The first four of this set depict lichens encasing small twigs of sumac. They’re engorged with water from two solid days of rain prior to being collected.
The small examples of reindeer moss starting on wood (last two shots, above), show an unfortunate clump of “microplastics”, although technically these are more “macro” in scale. They would continue to break down to smaller and smaller fragments. I’m not sure what if any impact they have on the lichens, but it can’t be good. The entire area was strewn with plastic debris. I find microplastics on the majority of my subjects, plants, insects, fungi, it doesn’t matter. Plastic pollution has become entirely pervasive. The true scope of this catastrophe has yet to be widely accepted.
Below are a couple of stacks depicting a fine leaved moss I found growing nearby. The fine, spindly growth is a result of insufficient LED lighting for the past few days, but the extraordinary thing is that this clump of moss has been sitting neglected in my windowsill for more than a year, bone dry. I gave it a little water to soak in and a quick spritz and put it under a lamp for a couple of days prior to shooting it. These organisms like lichens and mosses that can become dry and dormant for extended periods of time seem to blur the definitions of life and death. Was this moss alive prior to receiving water? What is the difference between dormancy and death if the water never comes?
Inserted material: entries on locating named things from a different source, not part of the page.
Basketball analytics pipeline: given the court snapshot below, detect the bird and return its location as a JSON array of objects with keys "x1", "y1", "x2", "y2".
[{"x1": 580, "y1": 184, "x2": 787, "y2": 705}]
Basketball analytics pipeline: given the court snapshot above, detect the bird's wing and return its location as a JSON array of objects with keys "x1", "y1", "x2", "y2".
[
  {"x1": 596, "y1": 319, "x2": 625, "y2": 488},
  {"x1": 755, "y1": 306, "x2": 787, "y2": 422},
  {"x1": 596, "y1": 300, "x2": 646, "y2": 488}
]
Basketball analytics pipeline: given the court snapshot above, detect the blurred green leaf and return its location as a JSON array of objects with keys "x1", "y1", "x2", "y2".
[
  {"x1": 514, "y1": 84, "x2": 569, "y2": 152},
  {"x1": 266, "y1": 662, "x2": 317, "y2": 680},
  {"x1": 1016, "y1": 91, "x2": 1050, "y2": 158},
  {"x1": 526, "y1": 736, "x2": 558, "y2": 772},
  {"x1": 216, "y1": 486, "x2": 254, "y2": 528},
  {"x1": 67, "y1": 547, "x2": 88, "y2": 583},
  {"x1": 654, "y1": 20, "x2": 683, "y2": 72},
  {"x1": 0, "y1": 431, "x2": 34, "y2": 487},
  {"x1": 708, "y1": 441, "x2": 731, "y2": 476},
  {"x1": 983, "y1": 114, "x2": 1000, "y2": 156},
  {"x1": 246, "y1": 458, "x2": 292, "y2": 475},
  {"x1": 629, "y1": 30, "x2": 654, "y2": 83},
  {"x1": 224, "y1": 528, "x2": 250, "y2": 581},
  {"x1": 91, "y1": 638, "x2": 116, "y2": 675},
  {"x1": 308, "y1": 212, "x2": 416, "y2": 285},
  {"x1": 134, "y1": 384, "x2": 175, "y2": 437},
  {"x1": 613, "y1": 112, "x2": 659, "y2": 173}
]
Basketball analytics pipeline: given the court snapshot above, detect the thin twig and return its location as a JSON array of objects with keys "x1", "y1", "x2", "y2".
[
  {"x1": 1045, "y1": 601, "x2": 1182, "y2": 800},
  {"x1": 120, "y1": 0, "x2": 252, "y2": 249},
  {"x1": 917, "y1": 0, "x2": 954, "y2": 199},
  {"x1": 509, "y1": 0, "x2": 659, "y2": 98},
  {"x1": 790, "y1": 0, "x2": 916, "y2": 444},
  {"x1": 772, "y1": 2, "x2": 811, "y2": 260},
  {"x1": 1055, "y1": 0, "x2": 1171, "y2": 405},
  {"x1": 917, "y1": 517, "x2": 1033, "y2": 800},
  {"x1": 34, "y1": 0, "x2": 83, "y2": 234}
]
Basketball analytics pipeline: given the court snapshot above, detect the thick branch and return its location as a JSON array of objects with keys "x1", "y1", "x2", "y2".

The set below features “Oak Button Galls”. They’re small structures caused on the leaves of white oak trees by tiny parasitic wasps. The wasp lays its egg in the leaf and it deforms a portion of the leaf into a protective structure for the larva to develop within. They manipulate the genetics of the host plant to create their temporary homes. The galls change colour after the wasp ecloses, and eventually fall off the leaf leaving a tiny button-like structure in its place. I find the variety of colours among the leaf galls to be appealing, and I intend to pay more attention to growths like this next season.